Common tasks include:
* Repartition hard drives
* Recreate volume groups and logical volumes
* Remake software RAID devices
* Remake file systems
* Reinstall the Linux OS from the original distribution media
* Recreate users and groups
* Reinstall hardware drivers
* Reinstall additional packages and third party software " Reinstall all software updates
* Reconfigure the network and firewall
* Redefine and reconfigure printers and other peripherals
* Reinstall and reconfigure web, FTP and email servers
* Reinstall backup software
* Reinstall database software
Linux System Recovery Tools?
Some UNIX administrators, who routinely use recovery tools like AIX "mksysb" and HP/UX "make_recovery," are reluctant to move to Linux because that OS has no similar standard tools for full-system recovery. In addition, most Linux distributions are fairly unsophisticated about how they install themselves. In most instances they use a single hard disk that is partitioned with a single root filesystem containing all system files as well as other applications and user data.
In more sophisticated configurations, an administrator might take advantage of performance, flexibility and availability benefits by spending considerable time reorganizing the system to use LVM, software RAID, enhanced filesystem types and other advanced techniques. Unfortunately, all this time-consuming and costly hard work, which may evolve over several years, must be repeated if the system crashes or new hardware arrives.

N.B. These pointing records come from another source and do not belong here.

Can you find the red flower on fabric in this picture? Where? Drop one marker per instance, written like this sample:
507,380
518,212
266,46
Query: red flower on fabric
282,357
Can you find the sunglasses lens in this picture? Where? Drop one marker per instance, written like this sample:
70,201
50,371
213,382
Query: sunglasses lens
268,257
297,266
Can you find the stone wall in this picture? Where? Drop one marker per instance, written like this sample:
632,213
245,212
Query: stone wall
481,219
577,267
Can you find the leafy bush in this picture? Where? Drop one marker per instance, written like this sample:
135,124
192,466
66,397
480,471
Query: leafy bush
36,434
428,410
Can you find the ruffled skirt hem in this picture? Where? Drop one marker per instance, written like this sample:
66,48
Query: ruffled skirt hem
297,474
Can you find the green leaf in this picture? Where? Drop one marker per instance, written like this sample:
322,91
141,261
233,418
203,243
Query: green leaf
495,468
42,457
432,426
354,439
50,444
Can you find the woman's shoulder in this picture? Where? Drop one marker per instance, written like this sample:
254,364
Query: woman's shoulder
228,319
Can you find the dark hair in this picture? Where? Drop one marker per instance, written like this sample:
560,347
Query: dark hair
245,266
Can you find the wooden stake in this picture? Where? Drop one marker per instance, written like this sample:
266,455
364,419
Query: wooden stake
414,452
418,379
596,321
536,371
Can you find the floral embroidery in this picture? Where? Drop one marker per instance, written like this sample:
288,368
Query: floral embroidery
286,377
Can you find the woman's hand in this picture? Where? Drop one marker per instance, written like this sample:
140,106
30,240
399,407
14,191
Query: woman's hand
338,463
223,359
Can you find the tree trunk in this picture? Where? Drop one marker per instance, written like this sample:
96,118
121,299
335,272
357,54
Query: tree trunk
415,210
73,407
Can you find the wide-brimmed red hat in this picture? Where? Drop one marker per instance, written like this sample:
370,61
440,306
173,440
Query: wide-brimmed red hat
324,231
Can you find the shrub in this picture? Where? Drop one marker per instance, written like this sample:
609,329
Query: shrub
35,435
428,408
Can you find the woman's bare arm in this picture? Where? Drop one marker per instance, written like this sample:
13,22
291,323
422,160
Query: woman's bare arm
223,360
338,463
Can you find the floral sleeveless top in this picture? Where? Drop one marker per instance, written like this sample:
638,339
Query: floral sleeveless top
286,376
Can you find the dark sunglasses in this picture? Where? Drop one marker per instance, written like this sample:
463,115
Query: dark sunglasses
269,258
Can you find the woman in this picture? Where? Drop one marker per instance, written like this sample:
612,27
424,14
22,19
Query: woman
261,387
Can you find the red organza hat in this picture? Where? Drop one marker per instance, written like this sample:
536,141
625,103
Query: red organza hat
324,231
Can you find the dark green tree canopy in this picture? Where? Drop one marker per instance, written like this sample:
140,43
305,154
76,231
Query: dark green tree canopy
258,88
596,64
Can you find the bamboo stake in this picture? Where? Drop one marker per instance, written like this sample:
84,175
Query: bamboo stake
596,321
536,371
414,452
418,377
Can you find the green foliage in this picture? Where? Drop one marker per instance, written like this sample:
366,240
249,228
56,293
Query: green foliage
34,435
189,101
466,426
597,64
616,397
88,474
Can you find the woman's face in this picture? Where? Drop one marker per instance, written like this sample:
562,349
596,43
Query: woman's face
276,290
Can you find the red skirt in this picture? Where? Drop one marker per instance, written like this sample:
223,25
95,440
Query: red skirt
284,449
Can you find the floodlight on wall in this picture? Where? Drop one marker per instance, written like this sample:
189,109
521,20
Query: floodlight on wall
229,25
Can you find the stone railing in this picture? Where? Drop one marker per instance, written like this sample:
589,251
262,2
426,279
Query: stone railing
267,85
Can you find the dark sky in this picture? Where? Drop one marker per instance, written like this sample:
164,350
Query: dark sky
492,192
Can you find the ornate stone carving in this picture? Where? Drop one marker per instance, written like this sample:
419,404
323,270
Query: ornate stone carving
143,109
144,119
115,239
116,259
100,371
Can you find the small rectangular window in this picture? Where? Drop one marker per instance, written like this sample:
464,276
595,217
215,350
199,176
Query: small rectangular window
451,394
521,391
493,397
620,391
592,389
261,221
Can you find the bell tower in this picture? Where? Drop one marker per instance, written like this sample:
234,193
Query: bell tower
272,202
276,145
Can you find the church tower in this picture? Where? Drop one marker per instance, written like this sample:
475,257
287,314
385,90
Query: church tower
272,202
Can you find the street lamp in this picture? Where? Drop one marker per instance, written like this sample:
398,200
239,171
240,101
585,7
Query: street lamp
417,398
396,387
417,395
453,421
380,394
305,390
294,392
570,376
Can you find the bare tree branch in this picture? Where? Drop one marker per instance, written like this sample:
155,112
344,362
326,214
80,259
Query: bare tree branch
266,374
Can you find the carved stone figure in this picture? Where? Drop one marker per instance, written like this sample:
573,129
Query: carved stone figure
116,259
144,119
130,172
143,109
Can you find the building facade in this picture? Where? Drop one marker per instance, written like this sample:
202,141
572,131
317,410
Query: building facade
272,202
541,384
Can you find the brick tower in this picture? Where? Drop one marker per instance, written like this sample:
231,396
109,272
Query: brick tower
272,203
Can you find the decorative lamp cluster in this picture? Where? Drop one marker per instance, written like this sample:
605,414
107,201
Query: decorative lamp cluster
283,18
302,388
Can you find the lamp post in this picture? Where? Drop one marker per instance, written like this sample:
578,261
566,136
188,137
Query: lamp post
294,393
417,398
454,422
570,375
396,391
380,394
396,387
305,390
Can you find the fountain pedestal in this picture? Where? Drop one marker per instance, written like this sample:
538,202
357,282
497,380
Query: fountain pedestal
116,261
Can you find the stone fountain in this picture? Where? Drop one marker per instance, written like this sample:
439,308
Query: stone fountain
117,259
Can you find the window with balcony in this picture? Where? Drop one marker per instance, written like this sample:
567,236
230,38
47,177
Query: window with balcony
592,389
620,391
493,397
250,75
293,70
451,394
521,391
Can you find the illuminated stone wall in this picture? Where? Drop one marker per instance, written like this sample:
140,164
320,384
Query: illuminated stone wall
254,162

Fortunately, third party vendors are making tools available for Linux systems to ease this pain. Often referred to as "system recovery," "disaster recovery" or "bare-metal restore" tools, they are capable of restoring a typical Linux system to its previous hardware configuration. Currently there are two methods of accomplishing this: disk image recovery and file level recovery. Each has its own benefits and pitfalls.
Disk Image Recovery
A disk image backup program views the hard drive simply as a group of sectors. It backs up all sectors (not individual files) on the hard drive containing the data and creates an exact image. By operating on the disk sector level, the program backs up everything-system files, master boot record (MBA), partition tables and all user data-with no regard to their content or structure.
Some disk image backup tools, which are a bit more sophisticated, first back up the partition table information, then each partition independently as if it were a disk image. This adds a bit more flexibility by allowing IT to restore a single partition instead of the entire disk.
A disk image restore begins by booting the system from media (typically a CD-ROM) that includes a simple OS, device drivers for accessing the disks and backup media, and a utility for rewriting the data. If the entire disk was backed up, then the entire disk's data is restored. If individual partitions were backed up, then the disk partition table is first re-created and data is restored to each partition.
While in some instances this can provide the fastest means of backing up and restoring data, the method's inflexibility may cause considerable grief during a system restore. A disk image backup is like a block of ice that will only fit properly into its original container. If the "container" has changed (such as a different disk size, type or location), the data will no longer fit, and the entire backup is rendered unusable.